Architecturally, we saw more rooms per house. They didn't have doorknobs, but they did start to work in stone (rather than mud walls) across the population spectrum and that reduced the number of rats and bugs burrowing into your walls. They also moved away from covering the floor with grasses and instead used wools and fibers to make rugs and proto-carpet. We also saw the revision of ornate gothic architecture into simpler forms as the craftsmen population were either busy or dead, this lead to much bigger reliance on stained glass windows and allowed more light into buildings which is a pretty happy thing overall. Perhaps the biggest was the end of feudalism. Now that half the serfs were gone, the remaining labourers demanded money for their crops (they weren't paid well or at all before - they were peasants of the lords) and faced with the threat of revolt or starvation, the landlords agreed. The king and related cronies tried to pass laws to cap peasant wages in an effort to restore the status quo, but the changes had already been made, and the balance of power a little more equal. This is the start of the middle class as the more enterprising serfs left the rule of their old masters and into business for themselves, creating wealth from individual skills. Now, with more disposable income, trade increased from the East and led to the exchange of ideas and growth of the renaissance on the whole.

Hilariously, these merchants would often become more wealthy than their old masters who tried to pass laws forbidding merchants from wearing furs or gold jewelry. Don't hate the players, hate the game. They also used their wealth to invest in arts and science, travel and exploration - everything the old kings couldn't and didn't when everyone was busy trying not to die if the wheat didn't grow well that year. I mention the renaissance, but it's hard to overstate how beneficial it was to all of humanity. It took us out of the dark ages. Almost everything we have now, in effect, can be attributed to that plague (in the West, anyway. Asia was cooking along just great at the time - a lot of similar worker revolts lead to more handicrafts and prosperity despite terrible crop conditions).
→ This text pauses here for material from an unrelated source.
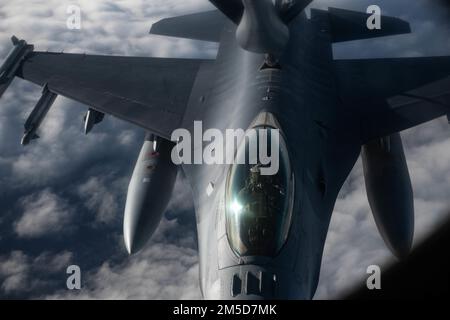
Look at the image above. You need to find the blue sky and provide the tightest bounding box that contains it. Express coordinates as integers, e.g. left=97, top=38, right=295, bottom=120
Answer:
left=0, top=0, right=450, bottom=299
Personally, I find these stories inspiring. We've seen them happen again and again throughout history and they work out generally okay. The people who fear monger our modern politics are the same as they've ever been and we people are the same as we've ever been. There's a lot of talk about robots taking over jobs and what post-scarcity society even means. Talks about universal basic income, talks about how wages effectively become meaningless, and it's all very fascinating. I think the thing I take most from this is that the economic freedom to do cool things seems to always result in people doing cool things. Those plague survivors went from being farmers who lived in squalor and who couldn't read to patrons of art and science. Now, nearly everyone can read. Literacy rates went from basically zero (only the priests) to men who could sign their own names to nearly all merchants. Sweden grew to a near 100% literacy rate by 1800 (~300 years) and has remained on top ever since. It's an opinion, for sure, but I've always felt like giving people the tools and abilities to do good work will inspire people to do good work. We've seen it before, and we'll see it here again. It's just human.